The mashed potatoes did inspire some research in the good ole New Best Recipe, which reported that after extensive testing, it was discovered that mashed potatoes are most flavorful in the end if when boiling them you leave them whole and unpealed, which does add to the total cooking time by quite a bit, but could be worth it. The test cooks also explained that it is best to first add butter to the potatoes having been mashed (preferably with a ricer), rather than milk, as it coats the somethings and makes for a smoother, creamier, less soggy final product. These I look forward to making with many additional ingredients, but the garlic and basil were certainly a good idea.
The tofu I sauteed in olive oil having rolled it in cornstarch, which made the result quite crispy, and I also cooked curry powder in the oil before adding the tofu, which gave it a more interesting flavor than it might otherwise have had. I would like to experiment here with more spicy ingredients, and other not spicy additions.
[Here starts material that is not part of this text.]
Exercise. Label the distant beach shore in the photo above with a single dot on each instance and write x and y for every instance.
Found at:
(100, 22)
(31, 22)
And finally… the green beans! These, in my estimation, FAR FAR exceed the taste, texture, and overall dining experience one can get with a French fry. It is my contention that they should replace French fries with these trusty vegetables, which are indeed reminiscent of thinly sliced potatoes except in color, in all fast food restaurants. The world would certainly be a better place for it, I think. To make them: Place, with some olive oil, soy sauce, and garlic, in very hot oven, and wait ’til they seem like the right texture. If they are left in long enough they become crispy, almost like a French fry. Sea salt also works very well for seasoning.
Try them out. These are some of my Favorites.